Consumer shopping, Cheer and Christmas

I share the idea that the way you feel about Christmas depends primarily on the place in which you live. Previously, I thought everyone celebrated Christmas in the same way my family all did. Growing up in a country where a majority is Catholic, that means going to church, reveling in abundant feasts, singing Christmas songs while marveling at the red ribbons and Christmas lights affixed to lamp posts on the drive home, and most importantly, freely saying “Merry Christmas” to each and every person you encounter. Christmas is made felt by the numerous times people exchange greetings that contain the word “Christmas.”

In the States, people are more reserved in greeting each other “Merry Christmas,” and instead opt for the more politically correct, “Happy Holidays.” Since there is a diversity of faiths, there is less emphasis on the religious aspect of Christmas. It is less an occasion of the birth, and more about the buying of gifts.
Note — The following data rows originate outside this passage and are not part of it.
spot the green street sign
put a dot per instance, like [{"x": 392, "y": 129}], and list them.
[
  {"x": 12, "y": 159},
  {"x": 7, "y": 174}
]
Retail clerks embellish their store fronts to lure consumers in, with tinsel that sparkle and wreaths that signify warmth. Discounts, coupons and mailers fill mailboxes and the streets. Some host Santa Claus sightings, while others play 20 different versions of “Jingle Bells.” Everyone is in a festive spirit, and it seems that companies capitalize on the consumers’ spirit of giving and looser wallet.
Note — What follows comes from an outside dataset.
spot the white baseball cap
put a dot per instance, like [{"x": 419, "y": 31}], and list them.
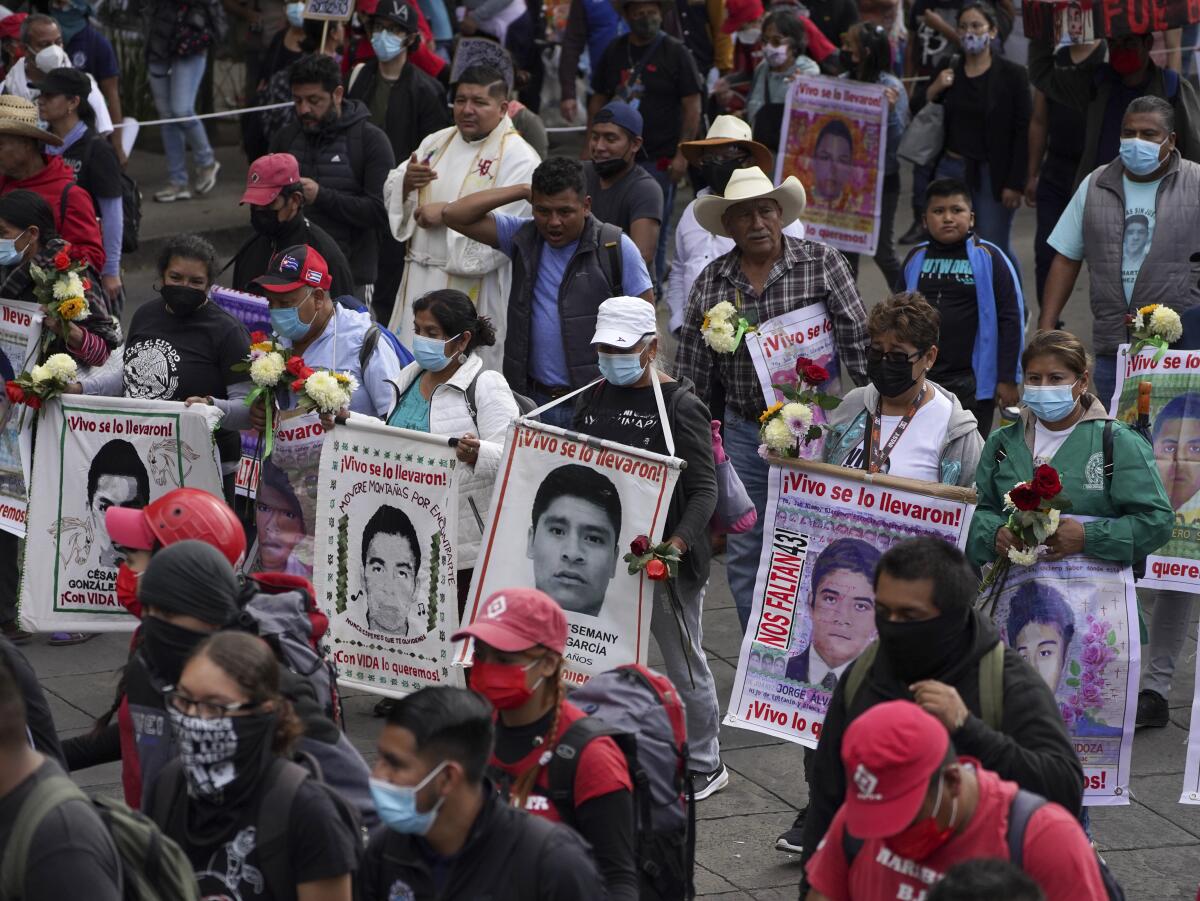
[{"x": 623, "y": 322}]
Many might think that this is the sad consequence of our capitalist, hyperconsumerist world, painting companies as a predator to the unassuming consumer. I don’t think this is entirely true, since I believe there are a lot of smart consumers out there, who make wise purchase decisions even when there is a pressure to spend and keep up, especially when pearl necklaces and cashmere sweaters that ooze status quo look inviting.

You will also notice a lot more beggars on the streets, playing the holiday card– something for the holidays, sir to elicit pity from passersby. Even those who are not exactly homeless but need a couple more dollars plot a spot in busy intersections, with their shiny saxophones and polished violins that costs hundreds of dollars.

This is what Christmas has become in America, and it’s not that bad. If Christmas is about talented individuals sharing their skills to make others smile, instead of displaying an opulent tree inside closed doors,
then this is the Christmas I want to experience. If Christmas is what it takes for retailers to offer better deals and customer service clerks to be merry, I won’t give a second glance to the bright lights on bare trees on Michigan Avenue. If Christmas is less about religion and more about gifts and sharing warmth to others no matter what they believe in, instead of alienating those who don’t believe in the “true meaning” of Christmas, then this is the Christmas I’ve longed to celebrate.

Happy holidays and to all a great night!